Thursday 17 December 2009

Some books I didn't read in 2009 and some sunshine reading for 2010


Am up to my eyes in work hence the small number of posts recently. And just don't mention Christmas.

Anyway, just a reminder about the joint read of The Greengage Summer with Mrs B at The Literary Stew. We hope to post about it in the first week of January. Some of you might be thinking about summer holidays then and this book is suffused with heat and sunshine, so is a real anti-SAD remedy for dark mid-winter days.

Looking back at my reading during 2009, I am ashamed once again at how few books I have actually read. Probably fewer than the books I've actually acquired, though some have been weeded out and sent to other readers (or to moulder overwinter in PTA store cupboards where they will probably die an ignominious death).
Even worse is the number of books I have abandoned (What I loved by Siri Hustvedt [disappointed she didn't write like her husband Paul Auster though why I thought she should I don't know], Darkness at Noon by Arthur Koestler [too depressing], The Stuff of Thought by Steven Pinker [too verbose], At-Swim Two Birds by Flann O'Brien [too rich] and The Diary of Anne Frank [well, this was a reread and I did read most of it, I just couldn't face rereading the last 50 or so pages for obvious reasons])

Oh dear, this is turning into a blog about books I haven't read (now there's a promising title). So I will quickly turn to my favourite read of this year (excepting The Greengage Summer) which is also France-related: The Discovery of France by Graham Robb. Forget the uninspiring title and the odd-looking cover, this is packed with fascinating stuff. Unfortunately, I can't quote directly from it because I have lent my copy to Clare (who was on holiday with me in France when I started it and got bored with me constantly reading out fascinating bits so probably doesn't need to actually read it herself).
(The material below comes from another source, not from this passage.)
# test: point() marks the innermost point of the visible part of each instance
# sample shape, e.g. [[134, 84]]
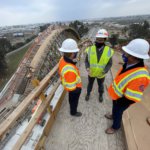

It's a wonderful unofficial history of mainly rural France. Its main premise is the vastness of France and how little contact with the main centres most people had. How until relatively recently most people in France didn't actually speak French and didn't think of themselves as French. It is full of anecdotes about warring villages, odd customs and habits, superstitions and beliefs. One area used to make so much money from one annual two-week fair, that they would take the rest of the year off. Villagers at one hamlet high in the Pyrenees just used to sleep all winter, hardly eating at all, like hibernating bears. One village took up their pitchforks against another village because they'd put up a statue of the Virgin with her back(side) facing in their direction. But my favourites have to be the smuggler dogs who used to carry packages of salt between different administrative areas (only one of which had a salt tax). They were trained to hide in ditches whenever they saw a stranger.
So if you're not afraid of getting on your family and friends' nerves , I really recommend this.

Tuesday 8 December 2009

On Saturday it was the school Christmas Fair. Had done my bit making lop-sided biscuits and cakes with wonky chocolate icing slapped on at top speed when my son mentioned (rather belatedly) that he had to be at school at 12 o'clock in order to perform carols with the rest of the choir. Chocolate cake looked seriously deformed but may just have tasted okay.

Anyway, there was a very large bookstall where I spent a happy 45 minutes before my own volunteering stint clearing tables and washing up. First find was a Virago edition of Angel by Elizabeth Taylor which I clutched (appropriately enough) while listening to the choirboys singing The First Nowell. Also found: Back When We Were Grownups by Anne Tyler (which I think I have read before), Shadow of the Silk Road by Colin Thurbron and a lovely emerald-green hardback of After Julius by Elizabeth Jane Howard, a much under-rated writer. Also, SS-GB by Len Deighton, simply because I love his spy fiction. Well, I love any spy fiction really .

The Good Companion picked up a Charles Handy book, The Empty Raincoat, and said, 'Oh, I remember this, it's good, I wouldn't mind reading this again. Haven't we got a copy?'

'That is our copy,' I muttered, out of the side of my mouth, and smiled ingratiatingly.

'Ah.'


'Shall I buy it back for you? It's only 20p, I think I can manage it.'

'No, no, it's okay.'

After that, the afternoon became a case of spot the give-away.

'And is this ours? And was this ours? ... And this?'



Well, I have to clear the shelves and donate in order to make room for new stuff, don't I?